From the moment that Thomas Salvador’s The Mountain opens on robotic engineer Pierre (Salvador) standing in his modern Paris apartment sipping a morning espresso, we understand him to be a man unmoored. At work, as his attention trails off in the midst of a presentation, he seems every bit as lost as the stray deer that he later notices roaming the empty streets of a mountainside town. Throughout the film, Pierre will often stare off into the distance, as if looking for something—but good luck figuring out what that actually is.

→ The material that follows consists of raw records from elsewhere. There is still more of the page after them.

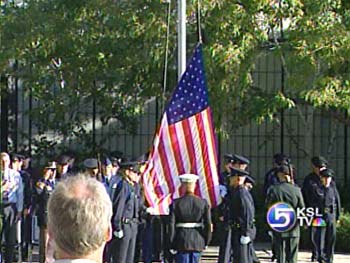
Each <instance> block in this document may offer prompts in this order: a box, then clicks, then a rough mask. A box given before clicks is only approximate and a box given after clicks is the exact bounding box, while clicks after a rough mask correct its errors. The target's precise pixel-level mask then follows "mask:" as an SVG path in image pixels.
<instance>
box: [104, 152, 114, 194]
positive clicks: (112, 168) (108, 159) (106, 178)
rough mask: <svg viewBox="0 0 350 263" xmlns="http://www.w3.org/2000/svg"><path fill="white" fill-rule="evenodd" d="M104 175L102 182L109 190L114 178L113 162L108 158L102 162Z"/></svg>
mask: <svg viewBox="0 0 350 263" xmlns="http://www.w3.org/2000/svg"><path fill="white" fill-rule="evenodd" d="M102 175H103V179H102V181H103V183H104V184H105V185H106V187H107V189H108V188H109V186H110V182H111V179H112V176H113V165H112V162H111V160H110V159H109V158H108V157H106V158H104V159H103V161H102Z"/></svg>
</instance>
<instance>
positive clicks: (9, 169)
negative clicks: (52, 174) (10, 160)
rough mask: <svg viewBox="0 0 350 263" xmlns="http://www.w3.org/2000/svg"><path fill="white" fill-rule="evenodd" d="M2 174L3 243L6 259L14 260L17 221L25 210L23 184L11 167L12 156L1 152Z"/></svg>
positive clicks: (1, 187) (3, 152) (19, 219)
mask: <svg viewBox="0 0 350 263" xmlns="http://www.w3.org/2000/svg"><path fill="white" fill-rule="evenodd" d="M0 162H1V167H0V168H1V171H0V174H1V175H2V181H1V183H2V185H1V191H2V213H3V214H2V215H1V216H2V229H1V245H2V246H3V247H5V254H4V261H5V262H6V263H12V262H13V255H14V248H15V244H16V223H17V221H18V220H20V218H21V215H22V211H23V184H22V178H21V176H20V174H19V173H18V172H17V171H15V170H13V169H11V168H10V162H11V161H10V156H9V155H8V154H7V153H6V152H2V153H0Z"/></svg>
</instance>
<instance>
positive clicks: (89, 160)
mask: <svg viewBox="0 0 350 263" xmlns="http://www.w3.org/2000/svg"><path fill="white" fill-rule="evenodd" d="M84 166H85V167H86V168H88V169H95V168H98V161H97V159H95V158H89V159H85V160H84Z"/></svg>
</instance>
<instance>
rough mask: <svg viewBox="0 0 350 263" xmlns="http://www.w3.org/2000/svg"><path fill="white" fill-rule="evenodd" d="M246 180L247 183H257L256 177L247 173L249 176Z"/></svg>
mask: <svg viewBox="0 0 350 263" xmlns="http://www.w3.org/2000/svg"><path fill="white" fill-rule="evenodd" d="M245 182H246V183H251V184H255V178H254V177H252V176H250V175H247V178H246V179H245Z"/></svg>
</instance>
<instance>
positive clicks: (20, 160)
mask: <svg viewBox="0 0 350 263" xmlns="http://www.w3.org/2000/svg"><path fill="white" fill-rule="evenodd" d="M24 159H25V156H24V155H22V154H18V153H14V154H12V155H11V162H20V161H23V160H24Z"/></svg>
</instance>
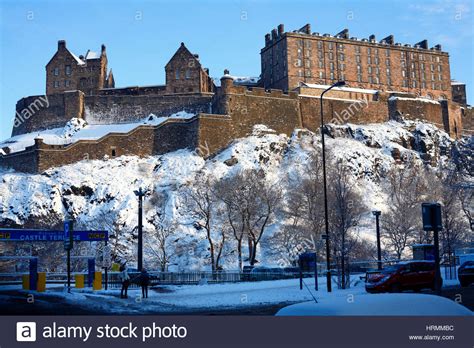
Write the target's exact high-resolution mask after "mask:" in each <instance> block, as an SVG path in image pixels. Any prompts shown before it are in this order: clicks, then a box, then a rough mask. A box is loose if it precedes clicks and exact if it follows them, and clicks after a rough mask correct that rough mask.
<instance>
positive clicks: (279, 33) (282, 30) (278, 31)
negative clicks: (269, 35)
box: [278, 24, 285, 36]
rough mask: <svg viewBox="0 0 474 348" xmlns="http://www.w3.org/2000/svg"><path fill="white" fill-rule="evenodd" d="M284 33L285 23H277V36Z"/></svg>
mask: <svg viewBox="0 0 474 348" xmlns="http://www.w3.org/2000/svg"><path fill="white" fill-rule="evenodd" d="M284 33H285V25H284V24H279V25H278V36H282V35H283V34H284Z"/></svg>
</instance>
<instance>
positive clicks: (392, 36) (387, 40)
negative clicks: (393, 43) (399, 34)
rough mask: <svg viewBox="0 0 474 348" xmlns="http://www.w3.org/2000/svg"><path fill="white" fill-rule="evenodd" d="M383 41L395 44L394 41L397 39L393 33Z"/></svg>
mask: <svg viewBox="0 0 474 348" xmlns="http://www.w3.org/2000/svg"><path fill="white" fill-rule="evenodd" d="M382 41H385V42H386V43H387V44H389V45H393V43H394V42H395V39H394V37H393V35H389V36H387V37H386V38H384V39H383V40H382Z"/></svg>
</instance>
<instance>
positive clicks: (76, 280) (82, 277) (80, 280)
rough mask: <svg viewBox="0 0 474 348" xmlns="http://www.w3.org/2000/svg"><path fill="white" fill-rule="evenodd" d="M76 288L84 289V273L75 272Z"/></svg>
mask: <svg viewBox="0 0 474 348" xmlns="http://www.w3.org/2000/svg"><path fill="white" fill-rule="evenodd" d="M76 288H78V289H84V274H76Z"/></svg>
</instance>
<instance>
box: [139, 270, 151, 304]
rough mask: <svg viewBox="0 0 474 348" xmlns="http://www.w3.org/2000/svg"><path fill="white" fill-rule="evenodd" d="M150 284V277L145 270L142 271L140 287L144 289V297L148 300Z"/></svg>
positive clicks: (140, 282) (142, 296)
mask: <svg viewBox="0 0 474 348" xmlns="http://www.w3.org/2000/svg"><path fill="white" fill-rule="evenodd" d="M149 283H150V275H149V274H148V272H147V270H146V269H145V268H143V269H142V272H141V274H140V285H141V287H142V297H143V298H148V284H149Z"/></svg>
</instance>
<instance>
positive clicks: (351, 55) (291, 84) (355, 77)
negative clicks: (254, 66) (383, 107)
mask: <svg viewBox="0 0 474 348" xmlns="http://www.w3.org/2000/svg"><path fill="white" fill-rule="evenodd" d="M260 54H261V65H262V84H263V86H264V87H265V88H277V89H283V90H287V91H288V90H292V89H294V88H297V87H298V86H299V85H300V83H301V82H304V83H310V84H319V85H331V84H333V83H334V82H336V81H337V80H344V81H346V83H347V84H348V85H350V86H352V87H358V88H364V89H373V90H381V91H396V92H407V93H412V94H415V95H417V96H423V97H428V98H430V99H447V100H450V99H451V86H450V82H451V78H450V69H449V55H448V53H446V52H443V51H442V50H441V46H440V45H436V46H434V47H432V48H429V46H428V41H427V40H423V41H421V42H419V43H417V44H415V45H414V46H411V45H408V44H405V45H402V44H400V43H397V42H395V39H394V37H393V35H389V36H387V37H386V38H384V39H382V40H380V41H377V40H376V38H375V36H374V35H371V36H370V37H369V38H368V39H358V38H356V37H350V36H349V30H348V29H344V30H343V31H341V32H340V33H338V34H336V35H330V34H323V35H321V34H319V33H314V32H311V27H310V25H309V24H306V25H305V26H304V27H302V28H301V29H299V30H295V31H292V32H285V29H284V26H283V24H280V25H279V26H278V28H277V29H273V30H272V32H271V34H266V35H265V47H264V48H262V50H261V52H260Z"/></svg>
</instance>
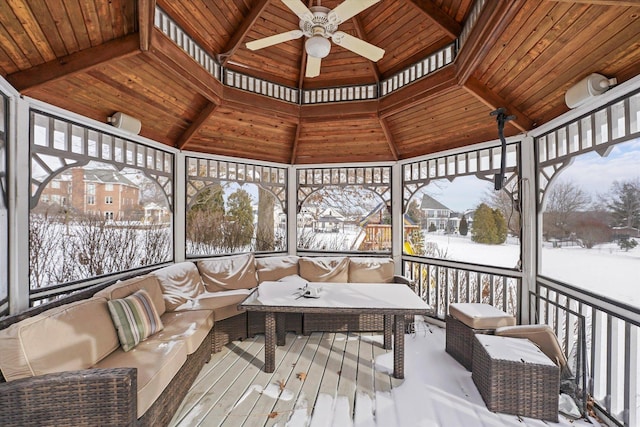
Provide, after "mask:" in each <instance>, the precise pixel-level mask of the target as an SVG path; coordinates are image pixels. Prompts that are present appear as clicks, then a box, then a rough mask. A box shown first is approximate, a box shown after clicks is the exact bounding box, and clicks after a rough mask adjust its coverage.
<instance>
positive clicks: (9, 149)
mask: <svg viewBox="0 0 640 427" xmlns="http://www.w3.org/2000/svg"><path fill="white" fill-rule="evenodd" d="M13 107H14V108H15V109H14V110H13V111H14V112H15V114H14V115H13V120H11V122H10V123H9V125H10V128H11V129H10V131H9V156H8V161H9V164H8V169H9V173H8V178H9V180H8V187H9V189H8V190H9V191H8V193H9V309H10V313H11V314H15V313H20V312H22V311H24V310H26V309H27V308H29V196H30V194H31V185H30V183H29V170H30V168H29V134H30V130H29V104H28V102H26V101H24V100H22V99H20V98H15V103H14V104H13Z"/></svg>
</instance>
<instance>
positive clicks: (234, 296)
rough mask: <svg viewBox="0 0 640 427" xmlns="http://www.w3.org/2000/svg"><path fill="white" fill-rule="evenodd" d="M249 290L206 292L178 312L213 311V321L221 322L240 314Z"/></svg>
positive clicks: (193, 300) (178, 309) (240, 289)
mask: <svg viewBox="0 0 640 427" xmlns="http://www.w3.org/2000/svg"><path fill="white" fill-rule="evenodd" d="M250 293H251V291H250V290H249V289H234V290H229V291H221V292H204V293H202V294H200V295H198V297H197V298H193V299H190V300H189V301H188V302H186V303H185V304H183V305H181V306H180V307H178V308H177V309H176V311H182V310H212V311H213V320H214V321H216V322H217V321H219V320H223V319H226V318H228V317H231V316H235V315H236V314H240V313H242V312H243V310H238V304H240V303H241V302H242V301H244V299H245V298H246V297H247V295H249V294H250Z"/></svg>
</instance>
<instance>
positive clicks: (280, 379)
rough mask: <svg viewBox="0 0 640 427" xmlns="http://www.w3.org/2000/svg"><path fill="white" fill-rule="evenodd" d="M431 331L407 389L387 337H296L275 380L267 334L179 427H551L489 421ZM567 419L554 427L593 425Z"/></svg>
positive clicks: (201, 376) (248, 344) (215, 358)
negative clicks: (394, 361)
mask: <svg viewBox="0 0 640 427" xmlns="http://www.w3.org/2000/svg"><path fill="white" fill-rule="evenodd" d="M421 325H422V326H421V330H419V331H418V332H416V334H414V335H407V336H406V337H405V339H406V348H407V351H406V356H405V375H406V379H405V380H396V379H394V378H392V377H391V375H390V374H389V371H390V370H391V369H392V366H393V363H392V360H393V359H392V352H391V351H387V350H384V349H382V335H381V334H371V333H365V334H345V333H336V334H333V333H313V334H312V335H310V336H296V335H294V334H291V333H289V334H288V335H287V340H286V345H285V346H283V347H278V348H277V350H276V369H275V372H274V373H273V374H267V373H265V372H264V371H263V370H262V368H263V364H264V362H263V360H264V336H263V335H258V336H256V337H255V338H251V339H247V340H245V341H243V342H233V343H231V344H229V345H227V346H226V347H225V348H224V349H223V351H221V352H220V353H216V354H214V355H213V356H212V359H211V361H210V362H209V363H208V364H207V365H205V367H204V368H203V370H202V371H201V372H200V375H199V376H198V378H197V379H196V381H195V383H194V384H193V386H192V388H191V390H190V391H189V394H188V395H187V397H186V398H185V399H184V401H183V402H182V405H181V407H180V409H179V410H178V412H177V413H176V415H175V417H174V418H173V420H172V422H171V426H176V427H177V426H179V427H185V426H207V427H209V426H233V427H237V426H246V427H257V426H285V425H287V426H292V427H295V426H311V427H316V426H340V427H342V426H358V427H361V426H380V427H382V426H384V427H393V426H401V427H404V426H406V427H412V426H416V425H421V426H434V427H437V426H443V427H445V426H446V427H456V426H460V427H462V426H464V427H468V426H492V427H493V426H495V427H498V426H499V427H504V426H519V427H526V426H545V425H547V423H545V422H542V421H539V420H532V419H530V418H521V417H517V416H513V415H504V414H495V413H492V412H489V411H488V410H487V409H486V406H484V403H483V402H482V398H481V397H480V396H479V394H478V392H477V389H475V386H474V384H473V382H472V380H471V374H470V373H469V372H467V371H466V370H465V369H464V368H463V367H462V366H460V365H459V364H458V363H457V362H455V360H453V359H452V358H451V357H450V356H449V355H447V354H446V353H445V352H444V330H443V329H440V328H438V327H436V326H433V325H426V324H421ZM376 365H378V366H377V368H376ZM416 402H418V403H416ZM560 418H561V422H560V424H555V423H548V425H556V426H565V425H566V426H570V425H571V426H582V425H584V426H588V425H590V424H587V423H586V422H584V421H576V422H573V423H569V420H567V419H564V418H563V417H562V416H561V417H560ZM583 423H584V424H583Z"/></svg>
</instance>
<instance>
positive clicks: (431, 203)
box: [420, 194, 451, 211]
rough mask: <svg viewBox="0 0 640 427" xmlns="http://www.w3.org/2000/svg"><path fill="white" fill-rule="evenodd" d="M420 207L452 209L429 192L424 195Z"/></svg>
mask: <svg viewBox="0 0 640 427" xmlns="http://www.w3.org/2000/svg"><path fill="white" fill-rule="evenodd" d="M420 209H437V210H443V209H446V210H449V211H450V210H451V209H449V208H448V207H446V206H445V205H443V204H442V203H440V202H439V201H437V200H436V199H434V198H433V197H431V196H429V195H428V194H423V195H422V203H420Z"/></svg>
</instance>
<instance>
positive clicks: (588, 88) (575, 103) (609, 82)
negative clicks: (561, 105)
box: [564, 73, 618, 108]
mask: <svg viewBox="0 0 640 427" xmlns="http://www.w3.org/2000/svg"><path fill="white" fill-rule="evenodd" d="M617 83H618V81H617V80H616V79H615V78H613V79H608V78H606V77H605V76H603V75H602V74H597V73H593V74H590V75H588V76H587V77H585V78H584V79H582V80H580V81H579V82H578V83H576V84H575V85H573V86H572V87H571V88H569V90H568V91H567V93H565V95H564V102H566V104H567V107H569V108H576V107H579V106H580V105H582V104H584V103H585V102H587V101H588V100H589V99H591V98H593V97H594V96H598V95H602V94H603V93H605V92H606V91H607V90H609V88H610V87H611V86H613V85H615V84H617Z"/></svg>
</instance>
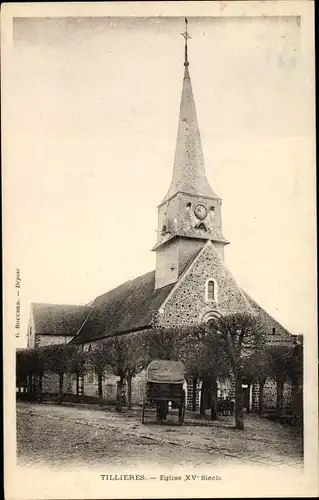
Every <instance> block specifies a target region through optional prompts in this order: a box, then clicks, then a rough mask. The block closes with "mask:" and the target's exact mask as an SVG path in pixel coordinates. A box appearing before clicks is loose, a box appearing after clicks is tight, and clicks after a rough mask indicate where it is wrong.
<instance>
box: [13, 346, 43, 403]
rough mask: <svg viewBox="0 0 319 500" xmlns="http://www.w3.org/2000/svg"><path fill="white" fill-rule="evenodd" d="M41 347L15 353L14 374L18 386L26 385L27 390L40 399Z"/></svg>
mask: <svg viewBox="0 0 319 500" xmlns="http://www.w3.org/2000/svg"><path fill="white" fill-rule="evenodd" d="M42 350H43V348H41V347H38V348H33V349H24V350H23V351H18V352H17V355H16V362H17V367H16V375H17V383H18V387H20V386H21V385H24V386H27V391H28V392H29V393H30V394H33V395H35V394H36V397H37V400H38V401H39V402H40V401H41V393H42V379H43V374H44V371H45V359H44V357H43V355H42Z"/></svg>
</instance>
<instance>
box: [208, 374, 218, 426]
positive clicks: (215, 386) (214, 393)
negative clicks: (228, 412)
mask: <svg viewBox="0 0 319 500" xmlns="http://www.w3.org/2000/svg"><path fill="white" fill-rule="evenodd" d="M210 418H211V420H217V418H218V417H217V380H216V378H214V379H213V380H212V382H211V410H210Z"/></svg>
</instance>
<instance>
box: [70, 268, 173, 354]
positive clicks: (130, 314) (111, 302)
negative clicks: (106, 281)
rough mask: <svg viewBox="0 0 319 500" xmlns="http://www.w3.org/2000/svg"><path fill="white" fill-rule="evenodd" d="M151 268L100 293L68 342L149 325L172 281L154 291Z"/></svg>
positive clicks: (152, 274) (158, 307)
mask: <svg viewBox="0 0 319 500" xmlns="http://www.w3.org/2000/svg"><path fill="white" fill-rule="evenodd" d="M154 286H155V271H151V272H149V273H147V274H143V275H142V276H139V277H138V278H135V279H133V280H130V281H127V282H126V283H123V284H122V285H120V286H118V287H117V288H114V289H113V290H110V291H109V292H107V293H105V294H103V295H100V296H99V297H97V298H96V299H95V300H94V301H93V302H92V304H91V305H92V312H91V314H90V315H89V317H88V318H87V321H85V323H84V324H83V325H82V328H81V329H80V331H79V333H78V335H77V336H76V337H75V338H74V339H73V340H72V343H75V344H82V343H84V342H86V341H89V340H96V339H99V338H103V337H107V336H110V335H114V334H118V333H125V332H129V331H134V330H139V329H142V328H145V327H147V326H149V325H150V324H151V321H152V313H153V312H155V311H157V310H158V309H159V307H160V306H161V304H162V302H163V301H164V299H165V298H166V297H167V295H168V294H169V292H170V291H171V289H172V288H173V286H174V284H171V285H168V286H166V287H164V288H160V289H159V290H154Z"/></svg>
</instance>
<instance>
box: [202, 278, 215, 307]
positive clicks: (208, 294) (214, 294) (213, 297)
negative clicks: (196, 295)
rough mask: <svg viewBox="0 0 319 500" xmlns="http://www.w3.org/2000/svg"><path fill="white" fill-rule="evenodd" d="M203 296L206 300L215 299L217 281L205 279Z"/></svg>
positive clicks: (210, 299) (211, 301)
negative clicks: (204, 292)
mask: <svg viewBox="0 0 319 500" xmlns="http://www.w3.org/2000/svg"><path fill="white" fill-rule="evenodd" d="M205 297H206V302H216V301H217V283H216V281H215V280H214V279H208V280H207V281H206V290H205Z"/></svg>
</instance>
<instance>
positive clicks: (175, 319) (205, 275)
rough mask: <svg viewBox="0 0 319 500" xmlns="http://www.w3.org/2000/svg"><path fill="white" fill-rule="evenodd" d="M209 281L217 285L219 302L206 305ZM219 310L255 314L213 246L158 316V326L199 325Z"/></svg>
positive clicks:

The Mountain tracks Pierre’s day-to-day life of self-isolation with dry precision after he travels into the Alps for his work and decides to turn his back on his life in the city for good. But whatever motivation underpins his decision is as nebulous as the clouds over the mountains, as Salvador frustratingly never offers a concrete sense of what his character feels that he’s lost, and so we’re tasked with loading meaning onto the character’s journey of apparent self-reclamation.
It isn’t until Pierre meets Léa (Louise Bourgoin), the head chef at an Alpine restaurant, that the film gives us anything in the way of emotional stakes. But Bourgoin and Salvador have no real chemistry, and it’s almost as if both actors sense that Léa’s function is to provide Pierre’s character arc with some kind of basic trajectory that extends beyond whatever draws him to the Alps. The Mountain’s aimlessness seems intended as an extension of Salvador’s understanding of Pierre as a flâneur, but however purposeful, it saps the film of any undercurrent of friction.
Given that the vast majority of The Mountain was shot in a patch of the French Alps whose beautiful wintry splendor is undeniable, you start to get the feeling that Salvador is cheating a bit. The filmmaker wants us to feel as Pierre feels: drawn in, yes, but also hypnotized by some kind of call to nature. In communicating Pierre’s meditative bliss, the film assumes that watching someone trudge across sweeps of snow is inherently cathartic.
When Pierre discovers hidden powers atop a glacier, Salvador surprises us with a bizarre and earnestly mesmeric turn toward science fiction. By then, though, we’ve already spent over an hour looking at his stony visage staring blankly into the distance, so you can be forgiven for thinking that this moment is only cathartic in the sense that it’s a release from so much tedium. Turns out, Pierre masters life off the grid, but the film feels stuck in the ice to the end.